In genetically predisposed individuals, dietary gluten in wheat, rye and barley triggers celiac disease, a systemic autoimmune disorder hallmarked by an extensive small-bowel mucosal immune response. The current conception of celiac disease pathogenesis is that it involves components of both innate and adaptive immunity whose activation typically leads to small-bowel villous atrophy with crypt hyperplasia. Currently, the only effective treatment for celiac disease is a strict lifelong gluten-free diet excluding all wheat-, rye- and barley-containing food products. During the diet, the clinical symptoms improve and the small-bowel mucosal damage recovers, while re-introduction of gluten into the diet leads to re-appearance of the symptoms and deterioration of the small-bowel mucosal architecture. In view of the restricted nature of the diet, alternative treatment is warranted.

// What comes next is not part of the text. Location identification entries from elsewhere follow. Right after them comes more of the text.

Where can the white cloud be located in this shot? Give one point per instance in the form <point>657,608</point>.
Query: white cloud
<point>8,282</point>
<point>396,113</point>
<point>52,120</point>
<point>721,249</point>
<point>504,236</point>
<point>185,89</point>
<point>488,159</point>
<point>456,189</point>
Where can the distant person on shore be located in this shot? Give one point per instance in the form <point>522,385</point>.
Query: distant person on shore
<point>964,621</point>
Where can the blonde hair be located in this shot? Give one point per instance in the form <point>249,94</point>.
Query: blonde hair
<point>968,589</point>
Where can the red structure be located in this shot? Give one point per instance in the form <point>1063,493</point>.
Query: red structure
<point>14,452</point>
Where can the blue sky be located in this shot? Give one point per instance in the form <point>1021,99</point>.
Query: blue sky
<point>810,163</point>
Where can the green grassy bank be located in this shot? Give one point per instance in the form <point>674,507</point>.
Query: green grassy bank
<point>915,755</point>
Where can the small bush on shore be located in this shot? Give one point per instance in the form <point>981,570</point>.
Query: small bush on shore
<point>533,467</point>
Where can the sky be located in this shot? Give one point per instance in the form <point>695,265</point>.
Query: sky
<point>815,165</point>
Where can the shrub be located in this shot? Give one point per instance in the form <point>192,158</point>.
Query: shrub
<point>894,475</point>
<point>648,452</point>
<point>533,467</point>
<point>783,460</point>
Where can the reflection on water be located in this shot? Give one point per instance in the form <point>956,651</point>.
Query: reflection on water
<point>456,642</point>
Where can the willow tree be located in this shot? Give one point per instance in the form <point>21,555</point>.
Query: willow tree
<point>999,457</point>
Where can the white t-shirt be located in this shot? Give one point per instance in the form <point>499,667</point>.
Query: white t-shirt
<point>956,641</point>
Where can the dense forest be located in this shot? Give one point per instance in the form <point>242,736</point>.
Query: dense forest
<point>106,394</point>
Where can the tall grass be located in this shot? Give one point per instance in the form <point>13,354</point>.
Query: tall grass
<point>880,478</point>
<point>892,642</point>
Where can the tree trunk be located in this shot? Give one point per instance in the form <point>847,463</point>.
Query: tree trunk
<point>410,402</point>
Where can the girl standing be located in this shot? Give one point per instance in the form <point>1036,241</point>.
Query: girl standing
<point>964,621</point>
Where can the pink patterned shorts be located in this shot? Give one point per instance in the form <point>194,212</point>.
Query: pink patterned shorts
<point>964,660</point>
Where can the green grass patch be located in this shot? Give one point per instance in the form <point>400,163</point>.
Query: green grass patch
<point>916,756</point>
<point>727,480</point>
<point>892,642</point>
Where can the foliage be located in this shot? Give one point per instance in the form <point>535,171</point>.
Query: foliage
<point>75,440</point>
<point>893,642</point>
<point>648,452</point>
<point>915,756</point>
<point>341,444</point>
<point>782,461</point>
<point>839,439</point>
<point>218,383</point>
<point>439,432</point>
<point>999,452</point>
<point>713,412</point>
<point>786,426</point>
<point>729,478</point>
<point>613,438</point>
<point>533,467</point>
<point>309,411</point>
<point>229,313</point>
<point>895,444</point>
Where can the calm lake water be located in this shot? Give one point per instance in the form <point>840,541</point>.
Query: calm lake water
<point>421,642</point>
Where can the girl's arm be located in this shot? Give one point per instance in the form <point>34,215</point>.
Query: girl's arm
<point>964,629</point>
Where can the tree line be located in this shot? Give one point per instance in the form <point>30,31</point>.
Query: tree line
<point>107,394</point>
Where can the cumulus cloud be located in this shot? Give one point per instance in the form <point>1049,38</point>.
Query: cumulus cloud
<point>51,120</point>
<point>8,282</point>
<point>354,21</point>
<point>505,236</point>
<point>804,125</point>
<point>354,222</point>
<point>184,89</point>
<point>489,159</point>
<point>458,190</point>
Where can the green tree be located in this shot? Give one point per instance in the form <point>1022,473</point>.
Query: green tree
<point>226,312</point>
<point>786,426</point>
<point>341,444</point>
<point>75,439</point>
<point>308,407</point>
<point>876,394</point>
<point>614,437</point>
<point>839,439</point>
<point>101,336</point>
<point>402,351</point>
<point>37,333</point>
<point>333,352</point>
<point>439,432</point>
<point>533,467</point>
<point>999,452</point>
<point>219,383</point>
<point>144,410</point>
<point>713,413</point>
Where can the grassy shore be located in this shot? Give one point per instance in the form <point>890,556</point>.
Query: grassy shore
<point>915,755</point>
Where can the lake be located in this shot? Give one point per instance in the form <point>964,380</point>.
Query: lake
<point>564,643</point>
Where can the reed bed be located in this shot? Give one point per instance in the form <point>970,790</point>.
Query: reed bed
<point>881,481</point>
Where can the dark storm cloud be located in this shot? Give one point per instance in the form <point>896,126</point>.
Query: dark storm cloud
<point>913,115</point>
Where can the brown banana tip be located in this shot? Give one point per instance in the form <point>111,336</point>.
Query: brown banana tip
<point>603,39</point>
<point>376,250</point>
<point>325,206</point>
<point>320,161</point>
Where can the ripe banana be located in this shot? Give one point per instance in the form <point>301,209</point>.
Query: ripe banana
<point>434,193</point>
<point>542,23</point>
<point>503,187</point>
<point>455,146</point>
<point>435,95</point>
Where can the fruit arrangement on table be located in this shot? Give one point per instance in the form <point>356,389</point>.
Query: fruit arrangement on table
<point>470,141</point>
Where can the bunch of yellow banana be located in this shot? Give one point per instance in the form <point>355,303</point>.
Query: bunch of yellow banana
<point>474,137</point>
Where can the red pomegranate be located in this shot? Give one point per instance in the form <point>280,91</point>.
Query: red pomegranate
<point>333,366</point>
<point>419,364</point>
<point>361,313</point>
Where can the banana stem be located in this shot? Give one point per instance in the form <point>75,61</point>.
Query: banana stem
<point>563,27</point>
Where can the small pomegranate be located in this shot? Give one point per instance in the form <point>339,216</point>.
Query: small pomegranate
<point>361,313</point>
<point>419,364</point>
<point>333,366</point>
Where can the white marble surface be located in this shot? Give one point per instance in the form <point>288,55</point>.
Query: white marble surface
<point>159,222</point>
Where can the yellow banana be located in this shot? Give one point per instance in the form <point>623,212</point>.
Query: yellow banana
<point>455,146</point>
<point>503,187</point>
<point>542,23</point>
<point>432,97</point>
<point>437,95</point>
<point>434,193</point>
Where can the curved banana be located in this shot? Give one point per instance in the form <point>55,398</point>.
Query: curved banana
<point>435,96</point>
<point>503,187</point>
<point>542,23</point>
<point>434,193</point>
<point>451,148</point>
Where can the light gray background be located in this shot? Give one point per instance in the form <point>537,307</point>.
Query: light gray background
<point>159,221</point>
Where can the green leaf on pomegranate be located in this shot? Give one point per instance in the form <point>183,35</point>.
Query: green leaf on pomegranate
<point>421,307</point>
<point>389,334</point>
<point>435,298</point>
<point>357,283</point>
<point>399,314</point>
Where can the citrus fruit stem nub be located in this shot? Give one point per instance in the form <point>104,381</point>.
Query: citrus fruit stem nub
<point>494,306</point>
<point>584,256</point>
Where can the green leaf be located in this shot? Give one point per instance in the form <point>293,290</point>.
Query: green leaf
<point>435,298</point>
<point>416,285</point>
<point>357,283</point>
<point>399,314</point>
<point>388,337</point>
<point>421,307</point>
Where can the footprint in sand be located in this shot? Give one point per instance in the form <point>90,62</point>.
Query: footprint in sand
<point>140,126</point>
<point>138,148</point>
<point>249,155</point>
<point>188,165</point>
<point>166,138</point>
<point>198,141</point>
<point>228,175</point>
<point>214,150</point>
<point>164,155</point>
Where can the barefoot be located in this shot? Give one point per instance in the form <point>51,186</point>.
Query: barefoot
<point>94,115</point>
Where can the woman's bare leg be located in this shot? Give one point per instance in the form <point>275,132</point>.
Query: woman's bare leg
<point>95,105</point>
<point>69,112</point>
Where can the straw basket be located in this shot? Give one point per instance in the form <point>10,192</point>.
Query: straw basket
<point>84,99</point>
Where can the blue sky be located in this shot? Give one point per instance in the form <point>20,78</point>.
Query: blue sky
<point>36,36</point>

Improved understanding of the molecular basis of celiac disease has enabled researchers to suggest other therapeutic approaches. Although there is no animal model reproducing all features of celiac disease, the use of in vitro approaches including a variety of cell lines and the celiac patient small-bowel mucosal biopsy organ culture has generated knowledge about pathogenesis of celiac disease. In these culture systems, gluten induces different effects that can be quantified, thus also enabling studies concerning the efficacy of candidate therapeutic compounds for celiac disease. This review describes the intestinal epithelial cell models, celiac patient T-cell lines and clones, as well as the small-bowel mucosal organ culture methods widely used in studies of celiac disease, and summarizes the major findings obtained with these systems.